It’s still quite possible that someone who hasn’t read the book or seen the 1995 movie adaptation may come upon this review, so I’m not going to include any spoilers. I’ll do a (very) brief introduction only. The scene: the second wife and three daughters of Mr. Dashwood, Sr. are left destitute after his death, when the oldest son (born of the first wife) inherits. They remove to a cottage some ways away, and the story follows the foibles and feelings of the two elder Misses Dashwood as they go about finding love and themselves. As always, chaos, bad manners, misleading characters and true love follow.
What I liked: Although in some ways it’s very unfair to compare two different film adaptations of the same novel, I’m going to do it anyway. I really do like Hattie Monrahan better than Emma Thompson in the role of Elinor. That’s nothing against Emma at all – she’s amazing. I simply felt that in the 1995 version she was rather advanced in years to play a convincing Elinor. This adaptation somehow captures the essential youth of the two heroines perfectly. I also liked Dan Stevens, the actor playing Edward Ferrars, and thought that the girl playing Meg, young Lucy Boynton, was quite good (and got a lot of well-deserved screen time). As a fun aside, I recognized Mark Williams, who plays Sir John Middleton, as Mr. Weasley in the Harry Potter films, and Billy the Goat in Stardust, another favorite.
What I Didn’t Like: The Palmers, who are so deliciously insufferable in the 1995 film version, barely make an appearance in this production.
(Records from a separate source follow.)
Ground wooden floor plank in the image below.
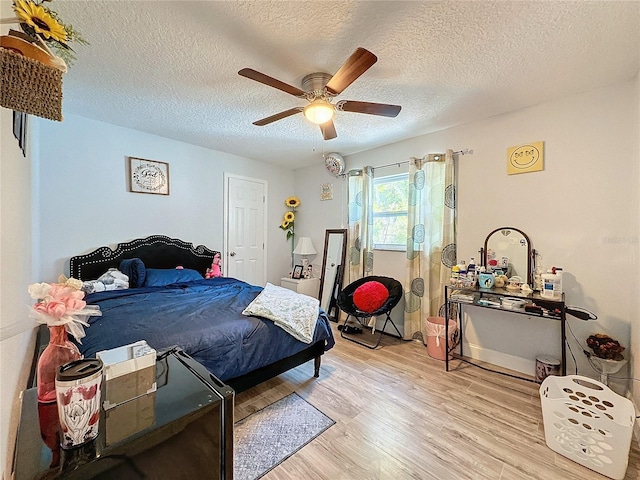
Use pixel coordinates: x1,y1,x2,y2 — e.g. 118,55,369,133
235,324,640,480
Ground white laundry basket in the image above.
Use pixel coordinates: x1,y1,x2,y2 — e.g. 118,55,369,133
540,375,635,480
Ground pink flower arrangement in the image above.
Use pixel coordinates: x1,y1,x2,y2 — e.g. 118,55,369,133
29,275,102,341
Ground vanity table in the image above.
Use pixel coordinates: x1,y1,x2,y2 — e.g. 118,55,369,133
444,285,567,381
444,227,573,381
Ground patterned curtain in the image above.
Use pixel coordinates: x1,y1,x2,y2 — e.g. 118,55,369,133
346,167,373,285
404,150,456,342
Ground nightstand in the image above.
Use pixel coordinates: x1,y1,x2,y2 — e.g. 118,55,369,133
11,348,235,480
280,277,320,298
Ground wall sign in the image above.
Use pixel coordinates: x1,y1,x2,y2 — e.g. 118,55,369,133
507,142,544,175
129,157,169,195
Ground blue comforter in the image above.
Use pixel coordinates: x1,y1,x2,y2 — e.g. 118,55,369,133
78,277,335,381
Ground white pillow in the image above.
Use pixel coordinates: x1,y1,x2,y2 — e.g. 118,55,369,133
242,283,320,343
82,268,129,293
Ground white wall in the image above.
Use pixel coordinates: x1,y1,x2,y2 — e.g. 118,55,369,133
631,73,640,424
296,80,640,392
0,108,34,480
292,161,347,277
39,115,294,282
0,110,294,476
0,2,37,478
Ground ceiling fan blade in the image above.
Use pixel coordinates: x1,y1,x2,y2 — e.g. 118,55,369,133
253,107,302,127
238,68,306,97
320,120,338,140
326,47,378,95
336,100,402,117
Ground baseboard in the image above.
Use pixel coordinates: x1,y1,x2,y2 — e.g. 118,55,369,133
463,343,536,377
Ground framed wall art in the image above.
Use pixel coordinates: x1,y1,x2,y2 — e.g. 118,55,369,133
291,265,302,279
320,183,333,201
129,157,169,195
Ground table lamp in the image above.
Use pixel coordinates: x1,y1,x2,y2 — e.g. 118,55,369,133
293,237,318,278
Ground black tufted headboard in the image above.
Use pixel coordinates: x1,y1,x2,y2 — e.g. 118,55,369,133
69,235,220,280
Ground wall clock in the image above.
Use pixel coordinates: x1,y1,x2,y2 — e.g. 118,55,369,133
324,153,344,177
129,157,169,195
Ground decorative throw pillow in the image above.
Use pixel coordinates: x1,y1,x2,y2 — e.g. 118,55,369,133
82,268,129,293
143,268,202,287
119,258,147,288
242,283,320,344
353,281,389,313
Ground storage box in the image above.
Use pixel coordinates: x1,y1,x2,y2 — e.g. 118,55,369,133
540,375,635,480
105,391,156,446
96,340,156,410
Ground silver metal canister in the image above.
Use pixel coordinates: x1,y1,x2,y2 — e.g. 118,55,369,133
56,358,103,448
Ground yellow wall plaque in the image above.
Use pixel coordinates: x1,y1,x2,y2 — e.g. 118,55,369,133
507,142,544,175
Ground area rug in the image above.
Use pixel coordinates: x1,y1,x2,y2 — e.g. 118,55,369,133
233,393,336,480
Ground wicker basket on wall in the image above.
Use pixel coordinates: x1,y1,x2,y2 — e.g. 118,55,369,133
0,47,62,121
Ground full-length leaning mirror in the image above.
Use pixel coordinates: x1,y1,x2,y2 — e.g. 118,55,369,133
319,229,347,321
482,227,533,284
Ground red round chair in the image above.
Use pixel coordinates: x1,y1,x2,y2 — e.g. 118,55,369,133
337,275,404,349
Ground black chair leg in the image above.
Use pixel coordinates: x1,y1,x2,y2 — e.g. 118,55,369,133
339,312,402,350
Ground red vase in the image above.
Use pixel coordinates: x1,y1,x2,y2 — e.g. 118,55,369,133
38,325,82,403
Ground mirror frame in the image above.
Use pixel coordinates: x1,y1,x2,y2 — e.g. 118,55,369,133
482,227,535,286
318,228,347,317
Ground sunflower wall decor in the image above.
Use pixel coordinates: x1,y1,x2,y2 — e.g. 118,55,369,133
0,0,88,121
13,0,88,68
280,197,300,259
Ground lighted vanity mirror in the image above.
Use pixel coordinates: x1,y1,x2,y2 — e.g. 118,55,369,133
483,227,533,285
319,229,347,321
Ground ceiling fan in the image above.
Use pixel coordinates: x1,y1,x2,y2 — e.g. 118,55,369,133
238,48,402,140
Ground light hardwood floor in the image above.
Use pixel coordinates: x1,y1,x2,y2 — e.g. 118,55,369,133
235,324,640,480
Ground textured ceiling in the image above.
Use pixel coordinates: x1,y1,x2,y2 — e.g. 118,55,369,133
43,0,640,168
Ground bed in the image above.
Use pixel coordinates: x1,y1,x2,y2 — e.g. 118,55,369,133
57,235,335,392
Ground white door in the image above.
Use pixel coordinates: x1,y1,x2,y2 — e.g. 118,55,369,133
225,174,266,285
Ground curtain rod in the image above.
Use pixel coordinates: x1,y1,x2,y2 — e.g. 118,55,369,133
372,148,473,170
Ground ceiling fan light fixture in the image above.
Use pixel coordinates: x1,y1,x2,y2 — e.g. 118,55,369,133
302,98,335,125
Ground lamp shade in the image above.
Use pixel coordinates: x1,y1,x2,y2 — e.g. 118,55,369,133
293,237,318,255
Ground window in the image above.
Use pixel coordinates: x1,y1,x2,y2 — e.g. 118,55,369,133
373,173,409,250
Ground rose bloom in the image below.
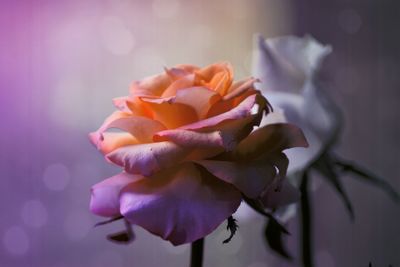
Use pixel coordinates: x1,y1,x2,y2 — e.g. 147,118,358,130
90,63,307,245
253,36,342,173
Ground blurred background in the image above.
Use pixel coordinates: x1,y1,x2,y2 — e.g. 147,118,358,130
0,0,400,267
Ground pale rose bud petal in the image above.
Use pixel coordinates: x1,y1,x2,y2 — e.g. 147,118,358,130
253,36,341,172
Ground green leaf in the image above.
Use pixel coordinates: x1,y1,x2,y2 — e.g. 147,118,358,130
300,171,314,267
243,196,292,259
335,157,400,202
312,154,354,221
107,220,135,244
94,216,124,227
222,216,239,244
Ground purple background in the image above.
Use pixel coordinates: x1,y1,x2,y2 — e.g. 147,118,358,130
0,0,400,267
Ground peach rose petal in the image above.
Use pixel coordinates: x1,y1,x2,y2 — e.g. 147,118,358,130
140,97,198,129
89,132,139,155
195,160,276,198
223,78,260,101
90,172,143,217
120,163,241,245
260,179,300,210
89,111,166,152
180,95,265,130
113,96,151,117
162,74,195,97
233,123,308,159
174,86,221,120
129,72,172,96
196,63,233,96
106,142,191,176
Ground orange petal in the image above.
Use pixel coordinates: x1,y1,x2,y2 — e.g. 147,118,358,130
130,72,172,96
162,74,195,97
174,87,220,120
196,63,233,96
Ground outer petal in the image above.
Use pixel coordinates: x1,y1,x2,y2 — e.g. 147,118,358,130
121,164,241,245
90,172,143,217
154,115,259,151
233,123,308,160
106,142,191,176
253,36,332,93
260,179,300,210
180,94,266,130
195,160,276,198
223,78,260,101
89,111,165,153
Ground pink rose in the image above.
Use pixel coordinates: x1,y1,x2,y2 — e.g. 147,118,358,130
90,63,307,245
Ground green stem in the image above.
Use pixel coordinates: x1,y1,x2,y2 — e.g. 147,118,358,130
300,171,314,267
190,238,204,267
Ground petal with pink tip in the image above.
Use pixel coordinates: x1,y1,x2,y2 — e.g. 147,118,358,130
89,132,139,155
90,172,143,217
233,123,308,159
129,72,172,96
120,163,241,245
195,160,276,198
154,115,259,151
106,142,191,176
180,95,266,130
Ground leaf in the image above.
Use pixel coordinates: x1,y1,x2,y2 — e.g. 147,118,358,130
264,220,292,260
300,171,314,267
107,220,135,244
107,231,132,243
312,154,354,221
243,196,292,259
222,216,239,244
242,195,290,235
335,157,400,202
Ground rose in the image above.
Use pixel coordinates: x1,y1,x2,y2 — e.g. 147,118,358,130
90,63,306,245
253,36,342,173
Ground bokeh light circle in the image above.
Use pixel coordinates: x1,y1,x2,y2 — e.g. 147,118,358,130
3,226,29,256
43,163,71,191
21,199,48,228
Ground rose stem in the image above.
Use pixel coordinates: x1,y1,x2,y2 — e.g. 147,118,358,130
190,238,204,267
300,171,314,267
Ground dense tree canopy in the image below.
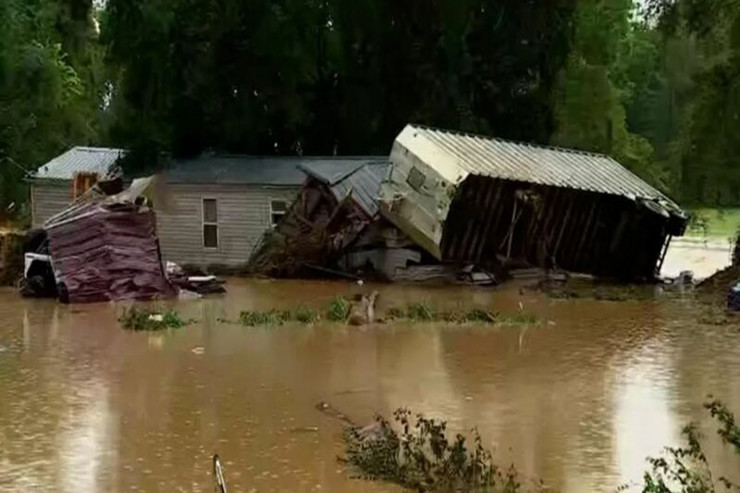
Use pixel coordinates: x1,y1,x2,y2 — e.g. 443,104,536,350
0,0,740,220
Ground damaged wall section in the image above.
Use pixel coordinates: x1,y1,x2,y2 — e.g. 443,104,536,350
380,125,687,280
441,175,683,279
44,178,175,303
250,158,422,279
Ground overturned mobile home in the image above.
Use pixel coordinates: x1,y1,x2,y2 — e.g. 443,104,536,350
44,178,175,303
379,125,687,280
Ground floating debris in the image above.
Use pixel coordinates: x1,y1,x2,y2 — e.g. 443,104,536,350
118,306,195,331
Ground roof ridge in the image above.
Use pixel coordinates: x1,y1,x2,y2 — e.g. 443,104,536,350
67,146,126,153
409,123,614,161
197,154,388,161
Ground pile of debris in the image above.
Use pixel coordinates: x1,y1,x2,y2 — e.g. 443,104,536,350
249,125,687,284
0,230,26,286
44,178,175,303
249,161,440,280
165,262,226,296
19,170,224,303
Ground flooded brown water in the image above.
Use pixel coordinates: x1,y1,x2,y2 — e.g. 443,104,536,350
0,280,740,492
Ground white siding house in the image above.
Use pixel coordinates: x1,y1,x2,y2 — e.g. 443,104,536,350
30,147,378,267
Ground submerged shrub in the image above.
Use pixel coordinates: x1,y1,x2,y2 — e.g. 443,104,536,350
406,301,437,322
293,307,321,324
344,409,520,492
239,309,291,327
326,296,352,322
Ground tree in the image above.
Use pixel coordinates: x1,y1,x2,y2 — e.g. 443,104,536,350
0,0,104,220
103,0,574,173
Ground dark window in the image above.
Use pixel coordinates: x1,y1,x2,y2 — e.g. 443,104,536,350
270,200,288,228
406,167,427,192
203,199,218,248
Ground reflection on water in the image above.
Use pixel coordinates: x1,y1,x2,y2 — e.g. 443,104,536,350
0,280,740,492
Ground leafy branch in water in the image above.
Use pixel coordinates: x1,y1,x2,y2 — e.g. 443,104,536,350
636,400,740,493
343,409,521,493
386,302,538,325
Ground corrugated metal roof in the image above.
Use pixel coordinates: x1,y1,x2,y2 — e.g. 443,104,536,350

I felt that their characters could have been eliminated, as they added so little to the overall story and quality. And my only other complaint is that Lucy Steele didn’t get enough character development.
Though it was a bit long to view in one sitting (three one-hour segments), I thought the mini-series was beautiful and superbly cast, directed and produced. The gorgeous settings and cinematography set off delightful acting and a tight script. Although it’s billed as a more ‘sensual’ Austen adaptation, I found it simple, lovely, and not in the least bit vulgar. The film stays true to the essentials in the Austen original, and though it keeps tension high and the characters’ feelings open, it is all done in very good taste. I’d recommend this to Austen aficionados, and anyone who likes a good romantic tale. A-.